Poiché il diametro del cerchio che i nostri atti possono riempire è sconosciuto e inconoscibile, l'agente che sta al centro è tanto più solennemente tenuto ad assicurarsi dell'unica cosa di cui può essere sicuro, la qualità dell'influenza emessa. ; e poiché la sua azione può avvelenare o benedire così ampiamente, chiarire i suoi motivi e custodire le sue azioni, affinché possano portare solo bene ovunque si accendano.

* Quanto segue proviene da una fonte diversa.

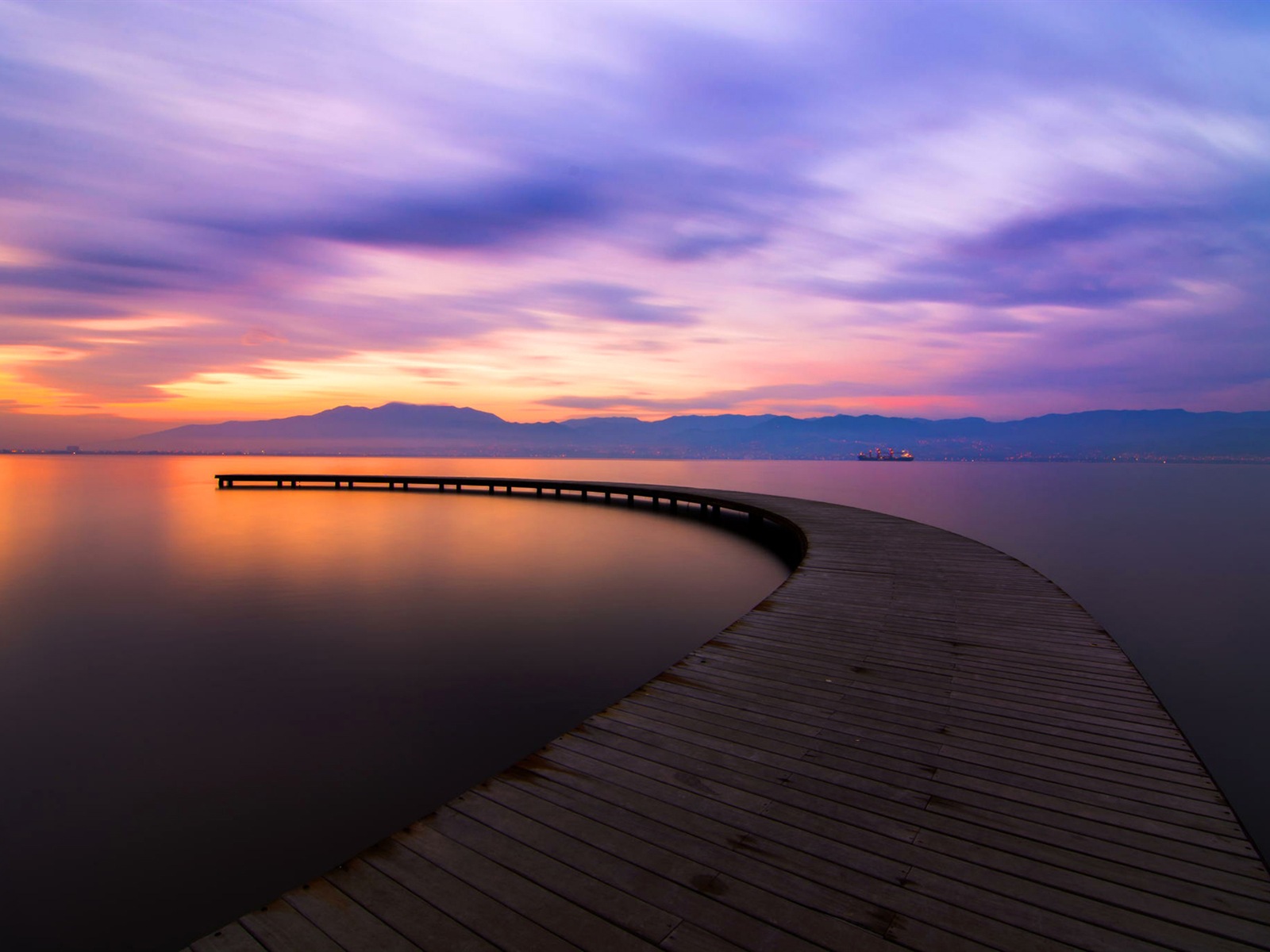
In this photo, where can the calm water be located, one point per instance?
(207, 697)
(210, 696)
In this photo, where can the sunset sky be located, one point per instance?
(226, 209)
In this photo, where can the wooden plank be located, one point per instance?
(417, 919)
(279, 928)
(346, 920)
(918, 742)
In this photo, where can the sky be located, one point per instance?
(230, 209)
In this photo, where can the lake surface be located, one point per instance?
(209, 697)
(187, 673)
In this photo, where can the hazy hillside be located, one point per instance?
(410, 429)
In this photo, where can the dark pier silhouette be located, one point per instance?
(916, 742)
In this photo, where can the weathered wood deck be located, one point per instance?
(914, 743)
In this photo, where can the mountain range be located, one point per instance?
(410, 429)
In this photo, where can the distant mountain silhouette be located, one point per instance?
(410, 429)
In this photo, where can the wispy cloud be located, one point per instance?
(1062, 200)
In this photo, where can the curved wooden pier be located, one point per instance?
(914, 743)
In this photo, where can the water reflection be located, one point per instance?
(206, 696)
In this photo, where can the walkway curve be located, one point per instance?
(916, 742)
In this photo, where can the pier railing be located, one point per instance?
(780, 533)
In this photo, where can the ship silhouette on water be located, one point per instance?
(888, 457)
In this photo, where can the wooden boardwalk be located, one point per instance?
(914, 743)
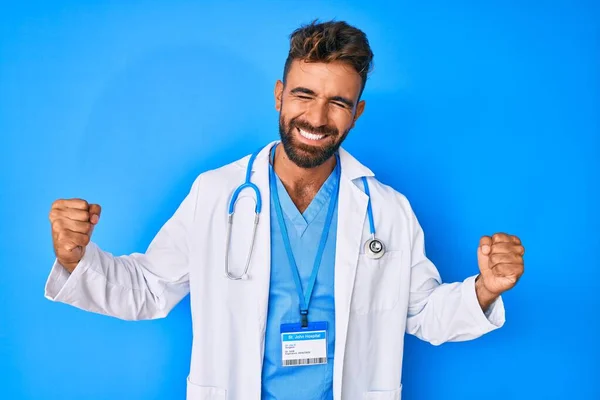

Non ci azzardiamo a vedere risplendere attraverso le parole dell'Apostolo il volto del Maestro? «Come Cristo ha fatto per noi con Dio Padre», dice Lutero, «così fa anche san Paolo per Onesimo con Filemone»; e quel pensiero si può lecitamente applicare a molte parti di questa lettera, a cui dà molta bellezza. Può non essere del tutto fantasioso dire che, come il cuore di Paolo si rallegrò quando udì delle buone azioni compiute nella lontana Colosse da un uomo che "gli doveva se stesso", così possiamo credere che Cristo è contento e ha «grande gioia nel nostro amore» verso i suoi servi e nella nostra bontà, quando vede il povero lavoro svolto dai più umili per amor suo.

Vede, si rallegra e approva quando non c'è nessuno che se stesso da conoscere o da lodare; e alla fine molti, che hanno reso umile servizio ai suoi amici, saranno sorpresi di sentire dalle sue labbra il riconoscimento che era lui stesso che avevano visitato e soccorso, e che avevano servito alla gioia del Maestro quando avevano conosciuto solo se stessi per soccorrere il bisogno dei suoi servi.